Apple has created a new file format for machine learning models. These files can be used easily to predict, regardless of the creation process, which means that “Apple Introduces Core ML” draws an analogy between these files and PDFs. It’s possible to generate predictions with only this file, and none of the creation libraries.

Generating predictions is a pain point faced by data scientists today and often involves the underlying math. At best, this involves using training the model in Python and then calling the underlying C library in the production app.

This file format will only become widely used if easy conversion from popular machine learning libraries is possible and predictions are simple to generate. Apple made these claims during their WWDC 2017 keynote. I want to investigate their claim.

Specifically, Apple claimed easy integration their .mlmodel file format and various Python libraries. It’s easy to integrate these into an app (literally via drag-and-drop) or another Python program.

File creation

Apple’s coremltools Python package make generation of this .mlmodel file straightforward:

  1. Train a model via scikit-learn, Keras, Caffe or XGBoost (see docs for conversion support for different library versions)
  2. Generate a coreml_model with converters.[library].convert(model)
  3. (optional) Add metadata (e.g., feature names, author, short description)
  4. Save the model with coreml_model.save

coremltools prints helpful error messages in my (brief) experience.

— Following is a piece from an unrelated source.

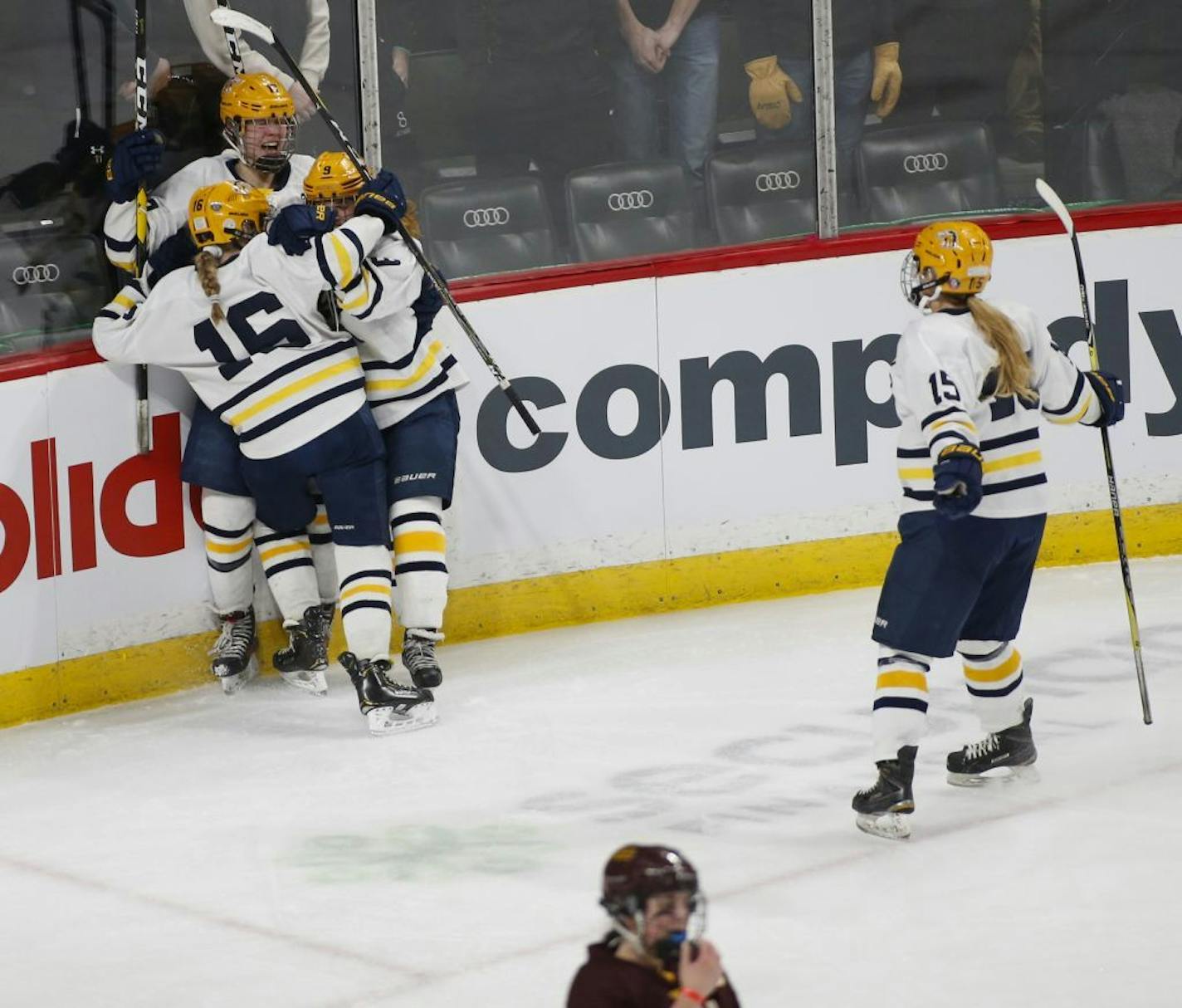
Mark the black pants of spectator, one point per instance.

When using converters.sklearn.convert it gave a helpful error message indicating that class labels should either be of type int or str (not float like I was using).

Here’s the complete script for the .mlmodel file generation:

import coremltools
from sklearn.svm import LinearSVC

def train_model():
    model = LinearSVC()
    # ...
    return model

model = train_model()

coreml_model = coremltools.converters.sklearn.convert(model)
coreml_model.author = 'Scott Sievert'  # other attributes can be added
coreml_model.save('sklearn.mlmodel')

Yup, creation of these .mlmodel files is as easy as Apple claims. Even better, it appears this file format has integration with named features and Pandas.

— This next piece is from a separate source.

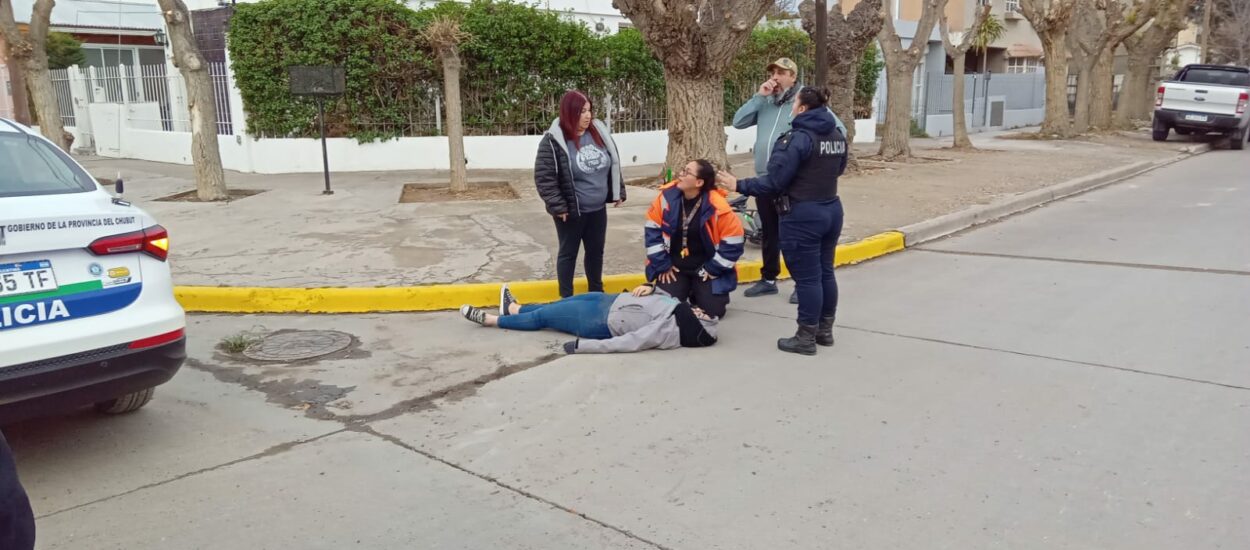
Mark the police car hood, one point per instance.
(819, 121)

The generation of this file is easy. Now, where can these files be used?

These .mlmodel files can be included on any device that supports CoreML. It will not be tied to iOS/macOS apps, though these files will certainly be used there. It will allow general and easy use in Python for both saving and prediction. Given Apple’s expansion of Swift to other operating systems, I don’t believe it will be tied to a particular operating system.

Prediction

Prediction is easy as saving:

coremlmodel = coremltools.models.MLModel('sklearn.mlmodel')
coremlmodel.predict(example)  # `example` format should mirror training examples

However, I can’t test it as macOS 10.13 (currently in beta) is needed.

Difficulties

This difficulties were resolved quickly. Here’s what I ran while generating this post:

  • CoreML depends on Python 2.7
  • Version support in converting (e.g., Keras 2 not supported but 1.2 is).

The largest potential difficulty I see is with the limited (or not unlimited) scope of coremltools. There could be issues with version of different libraries, and not all classifiers in sklearn are supported (supported sklearn models).